Although luteinizing hormone-releasing hormone (LH-RH) agonists have been administered successfully by other than systemic routes (oral, intranasal (i.n.) and vaginal), there is no evidence that inhibitory analogues may be used in any form other than injectable. In the present study, we compared the effect of two routes of administration: subcutaneous (s.c.), 0.5, 0.2 and 1 mg; and i.n., 0.2, 1 and 5 mg of an LH-RH antagonist, ORG 30276 ([N-Ac-D-p-Cl-Phe1,2,D-Trp3,D-Arg6,D-Ala10]-LH-RH) on gonadotropin levels in oophorectomized monkeys. One hour after s.c. administration, FSH and LH values exhibited a dose-dependent fall that lasted for up to 12 h. After s.c. administration, the maximum inhibition of serum FSH and LH was 29 and 41% (0.2 mg dose) and 41 and 58% (1 mg dose), respectively. After i.n. administration, maximum inhibition of serum FSH and LH was 19 and 40% (1 mg) and 32 and 53% (5 mg), respectively. These decreases were dose-related and lasted for up to 12 h. Analysis of the data revealed that the bioavailability of the i.n. route versus the s.c. route ranged from 16 to 26%. This high effectiveness of the i.n. route in terms of bioavailability is markedly greater than that previously reported for LH-RH agonists (1%) and is probably due to a resistance to enzymatic hydrolysis in the nasal mucosa. These results show for the first time that antagonists of LH-RH can be administered by routes other than parenteral, increasing their potential clinical use in conditions in which inhibition of gonadotropins is desired, as in contraception and in therapy for endometriosis, precocious puberty, and hormone-dependent neoplasms.

摘要

尽管促黄体生成激素释放激素(LH-RH)激动剂已通过非全身途径(口服、鼻内(i.n.)和阴道)成功给药,但尚无证据表明抑制性类似物可采用除注射以外的任何形式使用。
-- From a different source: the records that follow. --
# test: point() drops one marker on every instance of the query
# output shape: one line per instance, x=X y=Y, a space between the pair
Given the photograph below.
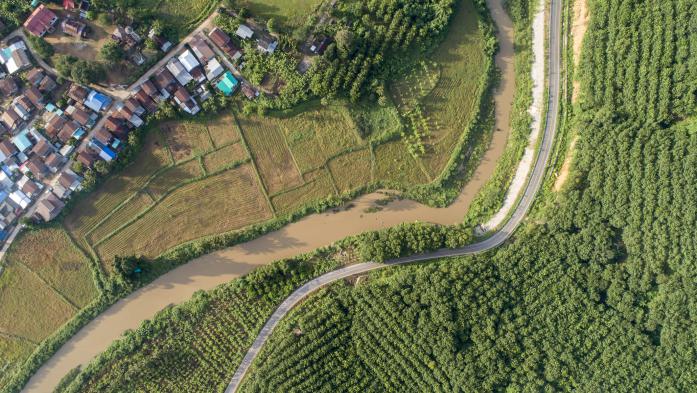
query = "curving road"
x=497 y=239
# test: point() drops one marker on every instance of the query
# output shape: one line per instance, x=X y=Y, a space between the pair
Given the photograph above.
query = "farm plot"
x=393 y=163
x=315 y=136
x=173 y=177
x=223 y=130
x=50 y=254
x=220 y=203
x=28 y=307
x=270 y=153
x=186 y=139
x=223 y=158
x=318 y=186
x=127 y=212
x=352 y=170
x=117 y=188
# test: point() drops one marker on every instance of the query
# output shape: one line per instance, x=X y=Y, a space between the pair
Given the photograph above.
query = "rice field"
x=52 y=256
x=186 y=139
x=352 y=170
x=265 y=138
x=220 y=203
x=223 y=158
x=318 y=186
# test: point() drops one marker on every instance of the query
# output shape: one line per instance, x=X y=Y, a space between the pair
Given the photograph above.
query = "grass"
x=393 y=163
x=28 y=307
x=351 y=170
x=264 y=136
x=289 y=13
x=318 y=186
x=186 y=139
x=221 y=130
x=223 y=158
x=316 y=135
x=221 y=203
x=52 y=256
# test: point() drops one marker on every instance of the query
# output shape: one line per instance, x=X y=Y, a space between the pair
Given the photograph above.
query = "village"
x=53 y=130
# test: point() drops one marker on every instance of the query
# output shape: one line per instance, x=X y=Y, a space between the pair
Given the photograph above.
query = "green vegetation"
x=196 y=346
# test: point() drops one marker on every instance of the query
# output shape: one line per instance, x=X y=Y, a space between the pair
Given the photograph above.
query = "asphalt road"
x=494 y=241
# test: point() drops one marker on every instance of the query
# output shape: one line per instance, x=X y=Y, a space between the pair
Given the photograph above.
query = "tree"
x=112 y=52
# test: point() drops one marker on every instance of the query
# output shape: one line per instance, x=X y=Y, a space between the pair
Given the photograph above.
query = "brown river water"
x=300 y=237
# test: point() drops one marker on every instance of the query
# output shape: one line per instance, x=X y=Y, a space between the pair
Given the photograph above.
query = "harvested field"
x=319 y=186
x=221 y=203
x=50 y=254
x=186 y=139
x=173 y=177
x=124 y=214
x=274 y=161
x=316 y=135
x=393 y=163
x=28 y=307
x=352 y=170
x=223 y=130
x=117 y=188
x=223 y=158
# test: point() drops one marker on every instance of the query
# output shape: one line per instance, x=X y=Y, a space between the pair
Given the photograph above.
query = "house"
x=42 y=149
x=80 y=116
x=70 y=129
x=54 y=162
x=249 y=91
x=78 y=93
x=49 y=207
x=35 y=76
x=201 y=49
x=267 y=45
x=188 y=60
x=145 y=100
x=54 y=125
x=185 y=101
x=103 y=136
x=41 y=21
x=244 y=32
x=214 y=69
x=11 y=119
x=35 y=97
x=135 y=106
x=74 y=28
x=97 y=101
x=151 y=90
x=223 y=41
x=8 y=86
x=179 y=71
x=227 y=84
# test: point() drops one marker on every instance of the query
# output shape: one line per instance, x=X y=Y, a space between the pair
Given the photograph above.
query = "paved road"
x=490 y=243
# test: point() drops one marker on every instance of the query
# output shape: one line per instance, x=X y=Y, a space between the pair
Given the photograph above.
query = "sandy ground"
x=303 y=236
x=538 y=90
x=578 y=31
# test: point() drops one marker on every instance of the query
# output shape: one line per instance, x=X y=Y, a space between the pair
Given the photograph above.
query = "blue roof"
x=227 y=83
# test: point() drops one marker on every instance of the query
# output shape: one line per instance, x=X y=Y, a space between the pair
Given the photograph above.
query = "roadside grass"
x=52 y=256
x=186 y=139
x=316 y=135
x=222 y=130
x=393 y=163
x=289 y=14
x=223 y=158
x=172 y=177
x=134 y=206
x=28 y=307
x=318 y=186
x=220 y=203
x=264 y=136
x=352 y=170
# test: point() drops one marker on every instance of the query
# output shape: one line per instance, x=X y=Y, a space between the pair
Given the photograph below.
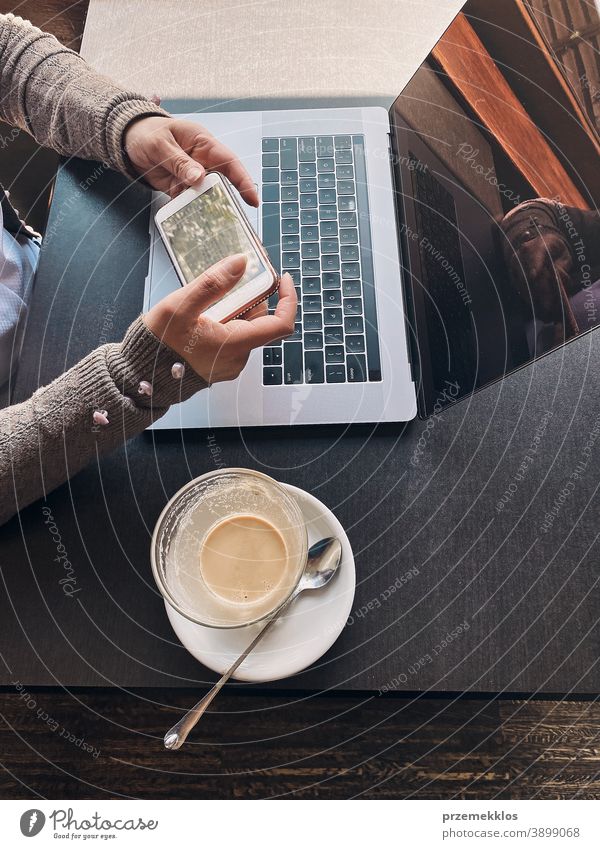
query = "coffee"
x=244 y=560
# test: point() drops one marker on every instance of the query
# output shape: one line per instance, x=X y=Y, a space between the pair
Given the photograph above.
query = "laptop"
x=407 y=235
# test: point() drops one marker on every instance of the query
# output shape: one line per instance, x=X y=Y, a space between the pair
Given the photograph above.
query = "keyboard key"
x=332 y=317
x=327 y=196
x=345 y=187
x=297 y=334
x=270 y=232
x=289 y=193
x=311 y=268
x=315 y=341
x=350 y=270
x=335 y=374
x=289 y=225
x=354 y=324
x=306 y=150
x=352 y=306
x=308 y=184
x=312 y=303
x=308 y=201
x=270 y=193
x=328 y=228
x=310 y=250
x=331 y=280
x=292 y=363
x=290 y=259
x=356 y=366
x=325 y=166
x=313 y=321
x=330 y=246
x=327 y=213
x=343 y=157
x=355 y=344
x=326 y=181
x=310 y=234
x=347 y=219
x=288 y=151
x=334 y=354
x=313 y=367
x=309 y=216
x=290 y=243
x=344 y=172
x=349 y=253
x=272 y=356
x=307 y=169
x=343 y=143
x=331 y=262
x=325 y=146
x=352 y=288
x=349 y=236
x=289 y=210
x=272 y=376
x=334 y=335
x=333 y=298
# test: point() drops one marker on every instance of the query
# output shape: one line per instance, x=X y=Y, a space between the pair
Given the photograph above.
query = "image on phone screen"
x=207 y=230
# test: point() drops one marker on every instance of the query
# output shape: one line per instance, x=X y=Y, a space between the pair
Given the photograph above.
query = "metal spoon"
x=323 y=560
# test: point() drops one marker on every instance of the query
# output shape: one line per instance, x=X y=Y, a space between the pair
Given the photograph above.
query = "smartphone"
x=205 y=224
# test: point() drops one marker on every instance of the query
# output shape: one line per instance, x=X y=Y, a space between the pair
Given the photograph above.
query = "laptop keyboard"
x=315 y=225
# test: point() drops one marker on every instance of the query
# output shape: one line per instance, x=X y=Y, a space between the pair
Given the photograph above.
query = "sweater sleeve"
x=51 y=92
x=49 y=438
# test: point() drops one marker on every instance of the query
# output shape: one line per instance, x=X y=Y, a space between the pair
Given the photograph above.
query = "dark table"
x=449 y=499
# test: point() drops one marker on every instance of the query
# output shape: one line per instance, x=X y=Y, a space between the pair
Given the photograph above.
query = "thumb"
x=185 y=169
x=212 y=285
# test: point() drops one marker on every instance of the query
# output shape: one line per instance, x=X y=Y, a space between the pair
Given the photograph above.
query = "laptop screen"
x=497 y=166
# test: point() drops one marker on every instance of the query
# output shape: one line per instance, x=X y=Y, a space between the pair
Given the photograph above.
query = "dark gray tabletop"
x=491 y=508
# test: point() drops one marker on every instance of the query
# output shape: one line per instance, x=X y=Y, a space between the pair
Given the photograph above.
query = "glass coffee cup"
x=229 y=548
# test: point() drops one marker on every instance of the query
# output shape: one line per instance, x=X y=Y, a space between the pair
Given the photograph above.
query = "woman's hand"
x=173 y=154
x=217 y=351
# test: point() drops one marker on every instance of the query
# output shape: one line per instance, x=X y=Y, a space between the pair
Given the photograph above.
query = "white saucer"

在本研究中,我们比较了两种给药途径的效果:皮下(s.c.)注射,剂量为0.5、0.2和1毫克;以及鼻内(i.n.)给药,剂量为0.2、1和5毫克的一种LH-RH拮抗剂ORG 30276([N-乙酰-D-对氯苯丙氨酸1,2,D-色氨酸3,D-精氨酸6,D-丙氨酸10]-LH-RH)对去卵巢猴子促性腺激素水平的影响。皮下给药1小时后,促卵泡生成素(FSH)和促黄体生成素(LH)值呈现剂量依赖性下降,持续长达12小时。皮下给药后,血清FSH和LH的最大抑制率分别为29%和41%(0.2毫克剂量)以及41%和58%(1毫克剂量)。鼻内给药后,血清FSH和LH的最大抑制率分别为19%和40%(1毫克)以及32%和53%(5毫克)。这些下降与剂量相关,持续长达12小时。数据分析显示,鼻内途径相对于皮下途径的生物利用度范围为16%至26%。就生物利用度而言,鼻内途径的这种高效性明显高于先前报道的LH-RH激动剂(1%),这可能是由于鼻黏膜对酶水解具有抗性。这些结果首次表明,LH-RH拮抗剂可以通过非胃肠外途径给药,从而增加其在需要抑制促性腺激素的病症中的潜在临床应用,如避孕以及子宫内膜异位症、性早熟和激素依赖性肿瘤的治疗。